Lower death rates among Pill users

There were 1747 deaths in never-users of oral contraception and 2864 in ever-users. Ever-users of oral contraception had a significantly lower rate of all-cause mortality when compared to never-users (adjusted relative risk, 0.88; 95% confidence interval; 0.82 - 0.93).

Rates of death from all cancers; large bowel/rectum, uterine body, and ovarian cancer; main gynaecologic cancers combined; all circulatory disease; ischemic heart disease; and all other diseases were also significantly lower in contraceptive pill ever-users compared to never-users. However, rates of violent deaths were higher in ever-users when compared to never-users.

Although there was no apparent association between overall mortality rate and duration of oral contraceptive use, some disease-specific associations were observed. Compared with never-users, women younger than 45 years who had stopped using oral contraceptives 5 to 9 years previously had an increased relative risk for death from any cause, but those with more distant use did not. Among ever-users of oral contraception, the estimated absolute reduction in all-cause mortality rate was 52 per 100,000 woman-years.



Relevance of results to non-UK women

Commenting on these results, Dr Ward Cates, MD, MPH, president of research at Family Health International in Durham, North Carolina said he believed that the clinical implications of this study for US women are similar to those for UK women.

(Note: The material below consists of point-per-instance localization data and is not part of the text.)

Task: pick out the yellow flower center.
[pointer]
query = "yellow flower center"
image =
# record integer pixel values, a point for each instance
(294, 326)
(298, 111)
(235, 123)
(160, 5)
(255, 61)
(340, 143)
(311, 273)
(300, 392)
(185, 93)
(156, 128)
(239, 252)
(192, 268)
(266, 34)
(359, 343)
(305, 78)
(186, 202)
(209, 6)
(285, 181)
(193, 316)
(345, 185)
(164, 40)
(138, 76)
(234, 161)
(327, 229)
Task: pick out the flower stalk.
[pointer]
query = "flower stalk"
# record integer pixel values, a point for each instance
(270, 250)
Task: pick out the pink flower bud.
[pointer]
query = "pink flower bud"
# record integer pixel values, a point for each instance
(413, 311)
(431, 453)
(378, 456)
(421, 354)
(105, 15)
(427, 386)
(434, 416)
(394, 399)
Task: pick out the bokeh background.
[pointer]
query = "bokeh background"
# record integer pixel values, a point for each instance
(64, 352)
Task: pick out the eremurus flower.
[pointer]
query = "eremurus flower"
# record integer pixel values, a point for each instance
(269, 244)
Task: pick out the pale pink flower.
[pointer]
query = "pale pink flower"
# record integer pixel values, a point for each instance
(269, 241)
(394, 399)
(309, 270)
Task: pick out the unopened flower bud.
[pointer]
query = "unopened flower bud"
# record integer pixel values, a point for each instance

"Oral contraception was associated with a decreased long term risk of death in this large UK cohort," Dr. Cates said: "Thus, providers can reassure women who have ever used oral contraceptives not only that they are not at increased risk of mortality from ever having used combined oral contraceptives but also that they may even have a net mortality benefit from their choice of contraception."

Regarding additional research, Dr. Cates recommended examining other long-term cohort studies of women using contraception to see if the findings are consistent with the findings from this UK study.

"Perceptions about the safety of oral contraception depend on whether current, recent, or more distant use of oral contraception is being assessed," the study authors conclude. "The balance of risks and benefits, however, may vary around the world, depending on patterns of oral contraception usage and the prevalence of different diseases."

The study received funding from the RCGP, Medical Research Council, Imperial Cancer Research Fund, British Heart Foundation, Cruden Foundation, Schering AG, Schering Health Care, Wyeth Ayerst International, Ortho Cilag, and Searle. The Centre of Academic Primary Care has received payments from Schering-Plough and Wyeth Pharmaceutical for lectures and advisory board work provided by Dr. Hannaford. Dr. Cates is an author of the textbook Contraceptive Technology, now in its 19th edition, and has disclosed no other financial relationships.